I went through this exact same situation a few years ago! One thing that really helped me was requesting a "benefit estimate" from SSA for each ex-spouse's record. You can do this by calling or visiting a local office with both of their Social Security numbers and your divorce paperwork. They'll give you a written estimate showing what 50% of each ex's PIA would be, which makes it much easier to compare. Just be prepared - it can take a few weeks to get the estimates back. Also, don't forget that if you're born in 1954 or later, your Full Retirement Age is 66+ (not 65), so make sure you know your exact FRA when planning your claiming strategy. The SSA website has a chart that shows FRA by birth year. One last tip: if you end up choosing to claim on an ex-spouse's record, you can still delay your own retirement benefit until age 70 to earn delayed retirement credits (8% per year). Then at 70, you could potentially switch to your own higher benefit if it ends up being more than the ex-spouse benefit. It's like having a backup plan!

0 coins

This is incredibly helpful, thank you! I didn't know I could request written estimates for both ex-spouses - that would definitely make the comparison much clearer. And the backup plan strategy of delaying my own benefit while claiming ex-spouse benefits is brilliant. I was born in 1958 so my FRA is 66 and 8 months. Do you remember how long the whole process took once you submitted your application? I'm getting nervous about timing everything correctly.

0 coins

I'm in a similar situation and this thread has been incredibly helpful! Just wanted to add that you might want to consider meeting with a financial planner who specializes in Social Security to run some scenarios. They can help you understand not just the survivor benefits, but also things like potential tax implications and Medicare considerations if your household income changes significantly.

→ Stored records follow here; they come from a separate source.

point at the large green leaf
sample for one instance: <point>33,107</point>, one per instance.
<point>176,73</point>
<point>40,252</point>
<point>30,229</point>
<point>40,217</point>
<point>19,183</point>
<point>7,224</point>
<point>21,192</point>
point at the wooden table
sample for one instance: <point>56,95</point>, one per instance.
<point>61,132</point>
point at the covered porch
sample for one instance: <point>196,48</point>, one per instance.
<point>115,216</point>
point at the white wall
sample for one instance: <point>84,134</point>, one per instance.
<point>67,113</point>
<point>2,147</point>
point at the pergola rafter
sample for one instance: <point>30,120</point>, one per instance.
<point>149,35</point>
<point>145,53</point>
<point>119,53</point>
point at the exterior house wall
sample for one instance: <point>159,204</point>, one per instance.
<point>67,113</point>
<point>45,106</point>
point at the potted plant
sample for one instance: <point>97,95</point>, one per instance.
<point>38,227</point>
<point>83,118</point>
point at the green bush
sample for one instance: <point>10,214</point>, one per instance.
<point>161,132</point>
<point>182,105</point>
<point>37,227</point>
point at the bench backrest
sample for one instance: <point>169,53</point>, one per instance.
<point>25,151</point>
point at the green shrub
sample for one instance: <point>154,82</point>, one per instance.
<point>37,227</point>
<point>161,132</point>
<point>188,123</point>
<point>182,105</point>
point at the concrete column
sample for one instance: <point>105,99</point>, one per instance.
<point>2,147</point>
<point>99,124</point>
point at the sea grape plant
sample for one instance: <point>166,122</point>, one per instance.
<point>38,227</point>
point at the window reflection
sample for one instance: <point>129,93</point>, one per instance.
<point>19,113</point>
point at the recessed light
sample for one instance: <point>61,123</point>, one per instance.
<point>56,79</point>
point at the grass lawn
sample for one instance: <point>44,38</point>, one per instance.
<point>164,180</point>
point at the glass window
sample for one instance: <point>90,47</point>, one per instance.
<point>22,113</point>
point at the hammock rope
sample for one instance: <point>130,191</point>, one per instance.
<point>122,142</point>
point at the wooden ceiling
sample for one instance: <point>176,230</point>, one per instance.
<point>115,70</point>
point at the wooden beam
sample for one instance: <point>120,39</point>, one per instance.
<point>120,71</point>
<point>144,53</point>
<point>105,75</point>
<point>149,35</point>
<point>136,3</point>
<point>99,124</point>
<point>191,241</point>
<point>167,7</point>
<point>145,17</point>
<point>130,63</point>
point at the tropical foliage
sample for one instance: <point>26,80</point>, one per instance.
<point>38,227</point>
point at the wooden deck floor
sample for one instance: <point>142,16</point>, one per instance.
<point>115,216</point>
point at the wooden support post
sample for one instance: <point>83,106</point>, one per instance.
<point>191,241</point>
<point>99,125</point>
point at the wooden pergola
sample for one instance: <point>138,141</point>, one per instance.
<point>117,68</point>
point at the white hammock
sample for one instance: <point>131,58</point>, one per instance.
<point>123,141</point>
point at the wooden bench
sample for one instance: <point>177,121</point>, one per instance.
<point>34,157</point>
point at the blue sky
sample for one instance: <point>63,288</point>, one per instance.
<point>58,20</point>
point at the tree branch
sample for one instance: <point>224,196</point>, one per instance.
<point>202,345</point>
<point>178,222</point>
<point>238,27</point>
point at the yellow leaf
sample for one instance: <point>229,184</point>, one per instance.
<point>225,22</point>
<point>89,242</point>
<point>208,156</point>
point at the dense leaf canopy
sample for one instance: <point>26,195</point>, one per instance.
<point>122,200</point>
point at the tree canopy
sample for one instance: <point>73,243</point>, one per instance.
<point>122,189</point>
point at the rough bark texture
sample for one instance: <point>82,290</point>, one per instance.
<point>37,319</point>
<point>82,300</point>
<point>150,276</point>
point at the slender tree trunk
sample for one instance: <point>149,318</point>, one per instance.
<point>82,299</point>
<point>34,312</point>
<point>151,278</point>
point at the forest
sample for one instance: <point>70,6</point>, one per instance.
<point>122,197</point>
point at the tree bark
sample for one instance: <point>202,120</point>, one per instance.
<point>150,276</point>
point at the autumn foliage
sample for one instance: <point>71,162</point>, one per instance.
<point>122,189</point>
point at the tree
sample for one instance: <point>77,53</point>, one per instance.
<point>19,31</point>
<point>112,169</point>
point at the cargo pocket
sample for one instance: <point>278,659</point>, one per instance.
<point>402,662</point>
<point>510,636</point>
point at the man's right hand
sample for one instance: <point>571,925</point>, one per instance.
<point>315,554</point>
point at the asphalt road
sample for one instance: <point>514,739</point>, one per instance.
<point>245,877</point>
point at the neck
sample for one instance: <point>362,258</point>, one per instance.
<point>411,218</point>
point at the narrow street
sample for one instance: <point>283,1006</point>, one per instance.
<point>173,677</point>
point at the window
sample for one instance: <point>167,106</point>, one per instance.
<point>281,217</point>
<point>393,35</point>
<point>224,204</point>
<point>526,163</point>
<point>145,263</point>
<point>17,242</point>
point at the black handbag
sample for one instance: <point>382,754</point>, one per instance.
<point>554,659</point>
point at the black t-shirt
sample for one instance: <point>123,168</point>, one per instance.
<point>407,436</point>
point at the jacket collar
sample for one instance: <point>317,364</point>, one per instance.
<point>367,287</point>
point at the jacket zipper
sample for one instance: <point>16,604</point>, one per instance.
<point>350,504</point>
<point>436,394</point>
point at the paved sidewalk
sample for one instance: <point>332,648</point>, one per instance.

My advisor helped me realize there are some planning strategies around timing and tax withholdings that can make a difference in the long run, even if the benefit amount itself doesn't change. Worth the consultation fee for peace of mind!

0 coins

That's a great suggestion about meeting with a financial planner! I hadn't thought about the tax implications or Medicare considerations. Even though my benefit amount wouldn't change, you're right that there could be other financial impacts when going from two Social Security incomes to one. Do you have any tips on finding someone who really knows Social Security rules well? I'd hate to pay for advice from someone who doesn't specialize in this area.

0 coins

Just wanted to share my recent experience that might help others in similar situations. I went through this exact scenario when my husband passed last month. The SSA representative I spoke with explained that even though my own benefit was higher, I should still apply for survivor benefits because they need to officially compare the amounts and make the determination. The application process was actually pretty straightforward once I got through to someone - I just needed his death certificate, our marriage certificate, and my Social Security number. They processed everything within about 3 weeks and confirmed I would continue receiving my own higher benefit. One thing that surprised me was that they automatically stopped his direct deposit the month after he passed, so make sure you're prepared for that change in household income. Also, don't forget to notify Medicare about the death if your spouse was enrolled - that's a separate process from the Social Security survivor benefits.